--- 28 June 2016 ---

The Project

In the STEAK project, a telephone conferencing system is implemented that (a) provides spatial audio and (b) is legacy compatible. This system will provide a spatial representation (i. e., “3D audio”) of a telephone conference using binaural synthesis (i. e., a signal for each ear is computed and presented using a pair of headphones).

The STEAK project has two goals:

1. Implementation of a real spatial conferencing system

In the STEAK project, a legacy compatible spatial telephone conference system is implemented. If participants join a conference via VoIP (WebRTC or SIP) and are capable of reproducing stereo signals via a pair of headphones, then a spatial presentation can be made available to them. This system is legacy compatible, i. e., so participants can also join a conference call via a standard telephone. These participants then only receive a standard (mono-mixed) representation, which does not contain spatial cues.

The system will be implemented using open-source components only and the final implementation is going to be released as open-source.

2. Research on advantages of spatial conferencing

Spatial representation for telephone conferencing is expected to reduce the effort for participants to follow the conversation. In the context of the STEAK project, we are going to investigate if telephony-related artifacts, such as background noise, can be attributed to individual participants of a telephone conference.

STEAK has one limitation: no headtracking

The telephone conferencing system will be implemented as a centralized conferencing bridge (i. e., binaural rendering takes place at the conference server), and clients will only playback the rendered binaural signals.
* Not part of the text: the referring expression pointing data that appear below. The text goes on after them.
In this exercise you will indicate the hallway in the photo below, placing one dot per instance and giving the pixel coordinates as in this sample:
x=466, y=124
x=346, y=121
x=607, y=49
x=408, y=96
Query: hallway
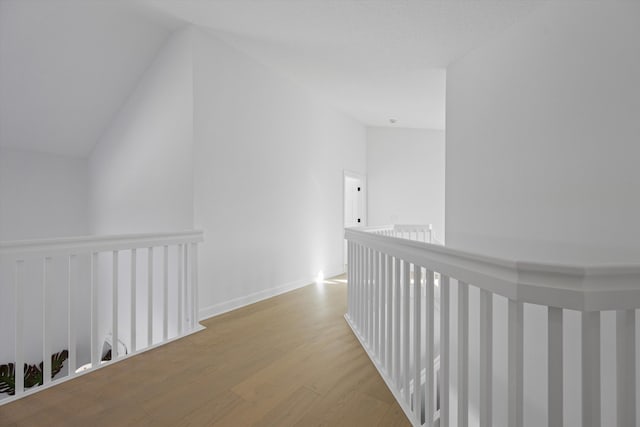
x=287, y=361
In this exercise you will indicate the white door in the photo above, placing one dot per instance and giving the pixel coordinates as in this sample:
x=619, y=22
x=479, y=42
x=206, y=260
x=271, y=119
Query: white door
x=354, y=203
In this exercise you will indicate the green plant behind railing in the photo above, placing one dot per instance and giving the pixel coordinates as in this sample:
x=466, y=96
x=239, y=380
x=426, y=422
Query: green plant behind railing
x=33, y=374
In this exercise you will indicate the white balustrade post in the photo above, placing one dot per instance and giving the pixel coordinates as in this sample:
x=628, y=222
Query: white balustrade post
x=555, y=369
x=397, y=342
x=515, y=363
x=165, y=293
x=626, y=367
x=95, y=351
x=71, y=320
x=429, y=352
x=486, y=358
x=417, y=347
x=463, y=354
x=444, y=351
x=46, y=322
x=375, y=313
x=591, y=369
x=187, y=286
x=194, y=281
x=389, y=312
x=19, y=328
x=180, y=284
x=369, y=270
x=150, y=296
x=349, y=283
x=382, y=323
x=133, y=322
x=406, y=362
x=114, y=307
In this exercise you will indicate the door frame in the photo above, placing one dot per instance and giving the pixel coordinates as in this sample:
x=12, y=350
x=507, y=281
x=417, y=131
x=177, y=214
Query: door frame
x=363, y=181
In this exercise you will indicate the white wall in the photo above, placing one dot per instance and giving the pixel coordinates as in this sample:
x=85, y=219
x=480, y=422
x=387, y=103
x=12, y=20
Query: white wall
x=542, y=153
x=269, y=163
x=141, y=168
x=142, y=173
x=42, y=195
x=542, y=131
x=405, y=176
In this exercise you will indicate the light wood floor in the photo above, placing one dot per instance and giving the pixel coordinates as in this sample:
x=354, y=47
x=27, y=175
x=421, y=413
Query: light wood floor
x=287, y=361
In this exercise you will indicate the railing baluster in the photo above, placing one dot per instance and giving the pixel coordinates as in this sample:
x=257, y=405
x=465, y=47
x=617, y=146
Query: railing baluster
x=486, y=358
x=180, y=314
x=150, y=296
x=396, y=321
x=515, y=362
x=19, y=328
x=626, y=367
x=406, y=328
x=95, y=355
x=444, y=351
x=417, y=345
x=591, y=369
x=429, y=353
x=114, y=307
x=133, y=322
x=555, y=370
x=194, y=283
x=46, y=323
x=375, y=313
x=389, y=312
x=369, y=270
x=71, y=321
x=187, y=287
x=382, y=324
x=463, y=354
x=349, y=283
x=165, y=294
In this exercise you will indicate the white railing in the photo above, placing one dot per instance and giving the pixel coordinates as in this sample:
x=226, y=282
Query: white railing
x=420, y=233
x=409, y=339
x=83, y=296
Using a centralized conferencing bridge avoids sendings the signals of all participants to all other participants and thus less bandwidth is required. However, the introduced delay of the central rendering and transmission prevents accounting for head rotation of participants. In fact, humans explore their sound environment by rotating their head and thus can select and focus on individual sound sources. This requires that the head rotation can be measured precisely and, if the head rotates to render the signals accordingly. This requires the use of a headtracker and the virtual sound scape needs to be adjusted almost instantanously. Due to the implementation of centralized conferencing bridge, such a low delay cannot be provided as the rotation must be measured, send to the server, rendered by the server, and send the rendered signals to the client.

Thus, headtracking is out of scope.